This is superb for a hot summer’s day because two of the main ingredients—the cucumbers and tomatoes—are used raw, helping to make the salad especially crisp and refreshing. Good olive oil is key here; it is a major component in the dressing.
Don’t make this in advance. In fact, don’t even think about it. The point of using raw vegetables and lots of mint is that it is fresh tasting and at their peak flavor, which means that they should also be at room temperature.
At Mangia, we like to make this with tortiglioni, a narrow rigatoni. If you can find it, try it. Otherwise, the penne works just fine.
5 large ripe beefsteak tomatoes
3 large cucumbers
3 garlic cloves
1 cup packed mint leaves
1 cup extra-virgin olive oil
1 teaspoon dried hot pepper flakes
1 ½ pounds penne or tortiglioni
½ cup pitted kalmata olives
1 pound feta cheese
Wash, core, and chop the tomatoes into ½-inch cubes.

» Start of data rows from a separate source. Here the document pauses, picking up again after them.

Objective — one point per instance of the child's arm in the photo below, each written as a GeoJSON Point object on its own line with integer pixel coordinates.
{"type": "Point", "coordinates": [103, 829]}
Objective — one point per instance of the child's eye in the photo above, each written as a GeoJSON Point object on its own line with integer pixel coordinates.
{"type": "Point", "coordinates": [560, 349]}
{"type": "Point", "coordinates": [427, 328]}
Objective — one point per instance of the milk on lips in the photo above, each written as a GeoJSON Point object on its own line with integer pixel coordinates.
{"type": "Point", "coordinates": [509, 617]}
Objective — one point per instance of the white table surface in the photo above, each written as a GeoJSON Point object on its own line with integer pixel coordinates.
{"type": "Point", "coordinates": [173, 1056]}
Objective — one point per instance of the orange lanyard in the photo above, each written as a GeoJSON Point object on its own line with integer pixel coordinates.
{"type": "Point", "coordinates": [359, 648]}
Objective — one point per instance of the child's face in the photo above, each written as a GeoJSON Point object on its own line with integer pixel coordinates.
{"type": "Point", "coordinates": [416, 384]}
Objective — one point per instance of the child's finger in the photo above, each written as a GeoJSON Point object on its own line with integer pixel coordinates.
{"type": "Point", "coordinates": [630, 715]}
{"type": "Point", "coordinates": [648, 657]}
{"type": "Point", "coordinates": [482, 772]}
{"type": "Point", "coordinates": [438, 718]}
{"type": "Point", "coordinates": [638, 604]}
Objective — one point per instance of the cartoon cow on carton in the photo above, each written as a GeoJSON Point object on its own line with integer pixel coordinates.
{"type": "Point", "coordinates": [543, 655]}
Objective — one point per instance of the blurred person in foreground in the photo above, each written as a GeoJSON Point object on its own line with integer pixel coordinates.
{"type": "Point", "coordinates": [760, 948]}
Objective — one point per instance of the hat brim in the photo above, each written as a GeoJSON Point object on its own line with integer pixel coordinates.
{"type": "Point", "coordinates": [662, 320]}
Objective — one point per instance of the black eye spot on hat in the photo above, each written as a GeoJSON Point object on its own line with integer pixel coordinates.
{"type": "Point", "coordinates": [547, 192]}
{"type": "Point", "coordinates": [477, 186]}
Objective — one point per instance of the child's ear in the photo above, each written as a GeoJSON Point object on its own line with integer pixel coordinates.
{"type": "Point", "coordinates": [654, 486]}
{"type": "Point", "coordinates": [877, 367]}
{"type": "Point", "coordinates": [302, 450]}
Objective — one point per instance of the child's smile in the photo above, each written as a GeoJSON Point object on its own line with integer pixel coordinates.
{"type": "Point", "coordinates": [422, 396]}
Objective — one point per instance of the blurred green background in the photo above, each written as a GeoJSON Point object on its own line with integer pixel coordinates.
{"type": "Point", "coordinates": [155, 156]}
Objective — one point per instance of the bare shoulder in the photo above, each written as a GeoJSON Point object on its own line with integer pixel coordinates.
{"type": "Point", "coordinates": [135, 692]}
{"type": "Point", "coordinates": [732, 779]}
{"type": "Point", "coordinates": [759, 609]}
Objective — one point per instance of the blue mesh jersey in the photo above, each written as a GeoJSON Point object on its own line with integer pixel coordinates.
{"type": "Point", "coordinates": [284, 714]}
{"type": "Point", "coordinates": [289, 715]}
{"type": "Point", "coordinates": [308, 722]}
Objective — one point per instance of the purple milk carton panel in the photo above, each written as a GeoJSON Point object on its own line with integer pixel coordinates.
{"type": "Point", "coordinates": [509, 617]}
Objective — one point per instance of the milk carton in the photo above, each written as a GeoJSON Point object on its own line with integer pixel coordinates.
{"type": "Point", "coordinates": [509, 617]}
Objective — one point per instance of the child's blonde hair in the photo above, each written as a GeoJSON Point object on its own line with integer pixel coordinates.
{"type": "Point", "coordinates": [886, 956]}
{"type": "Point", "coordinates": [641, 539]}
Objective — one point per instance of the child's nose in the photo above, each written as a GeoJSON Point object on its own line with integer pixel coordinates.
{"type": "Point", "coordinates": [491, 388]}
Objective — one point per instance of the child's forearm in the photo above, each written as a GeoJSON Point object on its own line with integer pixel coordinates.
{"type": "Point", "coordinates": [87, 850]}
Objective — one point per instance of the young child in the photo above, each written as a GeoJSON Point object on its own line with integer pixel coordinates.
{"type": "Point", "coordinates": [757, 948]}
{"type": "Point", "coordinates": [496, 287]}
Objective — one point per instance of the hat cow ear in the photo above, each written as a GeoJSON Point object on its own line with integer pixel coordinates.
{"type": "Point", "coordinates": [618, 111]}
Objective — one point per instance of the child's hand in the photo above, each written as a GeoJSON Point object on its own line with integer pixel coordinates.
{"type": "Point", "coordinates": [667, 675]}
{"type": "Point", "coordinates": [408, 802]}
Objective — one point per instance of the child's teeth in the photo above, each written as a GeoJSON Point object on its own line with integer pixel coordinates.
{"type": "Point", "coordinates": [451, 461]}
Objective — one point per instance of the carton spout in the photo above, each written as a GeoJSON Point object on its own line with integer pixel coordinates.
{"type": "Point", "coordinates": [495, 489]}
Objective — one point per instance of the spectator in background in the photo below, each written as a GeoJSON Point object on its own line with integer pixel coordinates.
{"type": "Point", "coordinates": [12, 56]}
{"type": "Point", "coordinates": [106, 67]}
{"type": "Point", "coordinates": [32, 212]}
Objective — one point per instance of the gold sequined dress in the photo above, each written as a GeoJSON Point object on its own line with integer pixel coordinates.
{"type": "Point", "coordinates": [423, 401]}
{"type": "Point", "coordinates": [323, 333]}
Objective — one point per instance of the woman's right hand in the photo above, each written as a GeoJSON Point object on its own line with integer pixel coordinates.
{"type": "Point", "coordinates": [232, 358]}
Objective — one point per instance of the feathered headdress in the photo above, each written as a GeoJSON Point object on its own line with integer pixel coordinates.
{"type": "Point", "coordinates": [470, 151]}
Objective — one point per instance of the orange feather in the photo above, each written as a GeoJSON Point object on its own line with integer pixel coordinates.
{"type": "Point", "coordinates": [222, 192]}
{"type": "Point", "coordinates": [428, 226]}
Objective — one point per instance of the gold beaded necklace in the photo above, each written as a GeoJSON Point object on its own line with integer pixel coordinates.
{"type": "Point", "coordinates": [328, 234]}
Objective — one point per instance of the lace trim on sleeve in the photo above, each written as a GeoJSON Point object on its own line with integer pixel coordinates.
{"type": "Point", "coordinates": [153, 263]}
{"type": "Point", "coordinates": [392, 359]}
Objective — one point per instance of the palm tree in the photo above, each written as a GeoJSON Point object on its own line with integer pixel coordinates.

Peel the cucumbers, quarter lengthwise, and remove the seeds. Cut each piece in thirds, and slice lengthwise into thin silvers. Put the silvers in a bowl of cold water.
Peel, trim and mince the garlic. Rinse the mint leaves, pat them dry, and coarsely chop.
In a small skillet, cook the garlic in the olive oil over low heat, stirring until softened, but do not let it brown. Add the pepper flakes and cook for 1 to 2 minutes. Remove the pan from the heat and let cool to room temperature. Then blend in the vinegar.
Bring a large pot of salted water to a boil. Add the pasta, stir to separate, and cook over high heat about 10 minutes, until al dente. (Or follow the cooking directions on the package.) Drain the pasta in a colander. To prevent the pasta from sticking together, spread it out on a large baking sheet or platter and let it cool, about 15 minutes. Cover and hold at room temperature for up to 3 hours.
Drain the cucumbers.
Turn the pasta into a large ceramic serving bowl. Add the tomatoes, cucumbers, mint, olives, and seasoned olive oil. Toss well until the pasta is uniformly shiny. Crumble the feta into the salad, and toss to columbine.